Whether Madhesis' interests or electoral realpolitik, India's relations with Nepal were severely damaged. The frost in bilateral relations was visible when the Nepalese PM visited India in February after the Madhesis had withdrawn the agitation and blockade had been lifted. True to the tradition, Oli came to India before undertaking a visit to China. But the extent of damage in the relations could be gauged by the fact that India and Nepal failed to issue a joint statement at the end of Oli's visit.
In contrast, Nepal-China joint statement issued at the end of Oli's visit to Beijing crows about the two countries' evolving relations. Oli described China as "all-weather friend." Of late, another term that is being used to describe their ties is "special relations". These expressions were reserved for India-Nepal relations for decades.
India's relations with Nepal have been a mix of high and low, euphoria and frustration. At their low, Nepal has accused India of acting like "big brother" and neighbourhood "bully" and India has often treated Nepal condescendingly. But it has never sunk so low. Unfortunately, India acted as a bully during the Madhesis' agitation.
|Nepal PM KP Sharma Oli with China's Premier Li Keqiang during Oli's China visit.|
The four-month blockade awoke Nepal to hard realities that as a landlocked country its trade and transit are prisoners of Indian whims and fancies. It has no option but to look to China to get free of the fetters that geography puts on Nepal. India took advantage of the fact that two-thirds of Nepal's trade is with India. Also, more than 90 per cent of Nepal's trade with other countries transit through India.
Besides trade and economy, there is strategic aspects of relations too that China is exploring through its engagement with Nepal. By building closer ties with Nepal, China hopes to use Nepal as a lever against India when the need arises. China is firing a warning shot to India to keep off the South China Sea islands disputes and telling India not to enter into crosshairs with direct Chinese strategic interests.
This is what a commentator in Global Times of China said, "New Delhi should wake up to the fact that Nepal is a sovereign country, not a vassal of India. Instead of being forced into becoming a strategic barrier against China, Nepal should be better treated and act as a bridge between Beijing and New Delhi."

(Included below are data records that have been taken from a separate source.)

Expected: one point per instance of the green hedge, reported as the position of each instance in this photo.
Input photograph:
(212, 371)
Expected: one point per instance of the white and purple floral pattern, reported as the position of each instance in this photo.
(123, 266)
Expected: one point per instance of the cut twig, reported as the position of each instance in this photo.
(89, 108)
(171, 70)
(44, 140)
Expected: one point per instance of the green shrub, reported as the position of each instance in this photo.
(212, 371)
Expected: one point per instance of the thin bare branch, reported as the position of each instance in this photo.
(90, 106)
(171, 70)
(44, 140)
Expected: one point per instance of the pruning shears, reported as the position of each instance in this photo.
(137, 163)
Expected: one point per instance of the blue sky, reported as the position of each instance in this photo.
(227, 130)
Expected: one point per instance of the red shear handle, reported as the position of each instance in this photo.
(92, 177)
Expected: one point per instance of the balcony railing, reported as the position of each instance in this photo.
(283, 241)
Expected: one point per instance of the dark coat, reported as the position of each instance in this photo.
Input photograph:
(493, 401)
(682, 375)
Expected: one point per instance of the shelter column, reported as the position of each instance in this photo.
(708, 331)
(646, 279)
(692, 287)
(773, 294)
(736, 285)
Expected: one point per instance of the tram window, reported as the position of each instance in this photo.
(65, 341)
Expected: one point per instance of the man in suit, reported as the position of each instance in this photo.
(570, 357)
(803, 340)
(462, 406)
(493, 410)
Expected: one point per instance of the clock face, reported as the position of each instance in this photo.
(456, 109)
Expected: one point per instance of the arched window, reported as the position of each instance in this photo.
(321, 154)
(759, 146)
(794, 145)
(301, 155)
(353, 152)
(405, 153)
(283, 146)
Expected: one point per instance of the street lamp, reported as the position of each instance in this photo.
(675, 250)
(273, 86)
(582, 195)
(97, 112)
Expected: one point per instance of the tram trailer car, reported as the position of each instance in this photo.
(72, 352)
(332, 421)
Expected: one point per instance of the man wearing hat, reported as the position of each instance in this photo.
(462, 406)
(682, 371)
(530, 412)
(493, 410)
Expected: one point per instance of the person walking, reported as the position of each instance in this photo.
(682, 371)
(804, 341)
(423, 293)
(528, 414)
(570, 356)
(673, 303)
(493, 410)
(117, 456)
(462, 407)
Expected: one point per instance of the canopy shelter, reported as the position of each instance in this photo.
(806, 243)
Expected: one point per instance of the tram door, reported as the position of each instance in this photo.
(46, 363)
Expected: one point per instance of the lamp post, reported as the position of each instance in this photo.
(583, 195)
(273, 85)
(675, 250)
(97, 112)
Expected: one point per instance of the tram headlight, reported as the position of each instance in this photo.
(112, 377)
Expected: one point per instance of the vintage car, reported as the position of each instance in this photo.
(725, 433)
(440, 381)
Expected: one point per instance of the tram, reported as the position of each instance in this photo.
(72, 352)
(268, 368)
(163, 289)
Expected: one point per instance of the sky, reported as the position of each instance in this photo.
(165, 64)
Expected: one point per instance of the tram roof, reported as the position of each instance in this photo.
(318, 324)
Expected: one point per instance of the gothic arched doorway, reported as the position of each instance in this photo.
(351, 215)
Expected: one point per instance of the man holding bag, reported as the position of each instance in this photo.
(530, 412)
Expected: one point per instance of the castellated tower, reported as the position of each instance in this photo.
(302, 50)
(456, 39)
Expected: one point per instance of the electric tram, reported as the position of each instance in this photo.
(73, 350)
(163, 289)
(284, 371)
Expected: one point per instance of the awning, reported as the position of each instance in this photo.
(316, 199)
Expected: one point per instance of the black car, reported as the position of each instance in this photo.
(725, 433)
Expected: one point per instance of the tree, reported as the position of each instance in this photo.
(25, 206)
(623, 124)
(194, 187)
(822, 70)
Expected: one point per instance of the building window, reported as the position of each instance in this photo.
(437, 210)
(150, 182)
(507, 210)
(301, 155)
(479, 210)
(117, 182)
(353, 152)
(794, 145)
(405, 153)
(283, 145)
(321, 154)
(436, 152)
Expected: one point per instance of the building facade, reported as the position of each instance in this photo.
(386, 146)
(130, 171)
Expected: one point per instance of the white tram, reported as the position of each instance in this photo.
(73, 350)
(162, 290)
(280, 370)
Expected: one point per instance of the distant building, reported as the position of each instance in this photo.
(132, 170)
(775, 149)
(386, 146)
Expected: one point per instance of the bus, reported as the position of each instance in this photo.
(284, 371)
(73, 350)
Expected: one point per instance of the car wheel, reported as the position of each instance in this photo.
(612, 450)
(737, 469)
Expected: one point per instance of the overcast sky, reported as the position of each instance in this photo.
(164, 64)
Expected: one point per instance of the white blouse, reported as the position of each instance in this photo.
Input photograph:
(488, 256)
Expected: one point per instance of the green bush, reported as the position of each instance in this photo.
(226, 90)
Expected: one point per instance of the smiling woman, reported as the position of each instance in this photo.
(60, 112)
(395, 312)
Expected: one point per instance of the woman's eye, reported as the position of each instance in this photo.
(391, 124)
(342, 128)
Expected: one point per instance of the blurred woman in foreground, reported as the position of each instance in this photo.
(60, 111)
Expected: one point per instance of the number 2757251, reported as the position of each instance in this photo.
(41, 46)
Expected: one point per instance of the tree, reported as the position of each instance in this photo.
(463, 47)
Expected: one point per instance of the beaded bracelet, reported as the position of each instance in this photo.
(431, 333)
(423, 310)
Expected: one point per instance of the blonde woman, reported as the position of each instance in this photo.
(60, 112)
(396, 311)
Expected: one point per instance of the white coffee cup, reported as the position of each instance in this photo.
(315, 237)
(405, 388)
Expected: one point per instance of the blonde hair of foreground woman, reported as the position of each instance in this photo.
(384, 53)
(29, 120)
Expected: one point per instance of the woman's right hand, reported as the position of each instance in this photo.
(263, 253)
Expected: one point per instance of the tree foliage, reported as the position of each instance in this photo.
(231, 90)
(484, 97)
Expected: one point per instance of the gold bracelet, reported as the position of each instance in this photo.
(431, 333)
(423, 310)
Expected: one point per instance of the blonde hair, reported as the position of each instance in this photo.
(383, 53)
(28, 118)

China talks of Nepal acting as a bridge realising that Nepal's dependence on India and its ties with India can't be overturned any time soon. However, Nepal's role as a bridge between Beijing and New Delhi is one aspect of India-Nepal relations. The more important aspect is the old friendship and ties, which advantage, unfortunately, India has frittered away by trying to arm-twist Nepal.
An editorial in Kathmandu's The Himalayan Times has aptly summed up Oli's visit to China. It says, "The accords with China will greatly help Nepal diversify its trade and considerably reduce its economic vulnerabilities."
Modi dispensation has so insensitively ignored the vulnerabilities of a friend to India's own strategic disadvantage.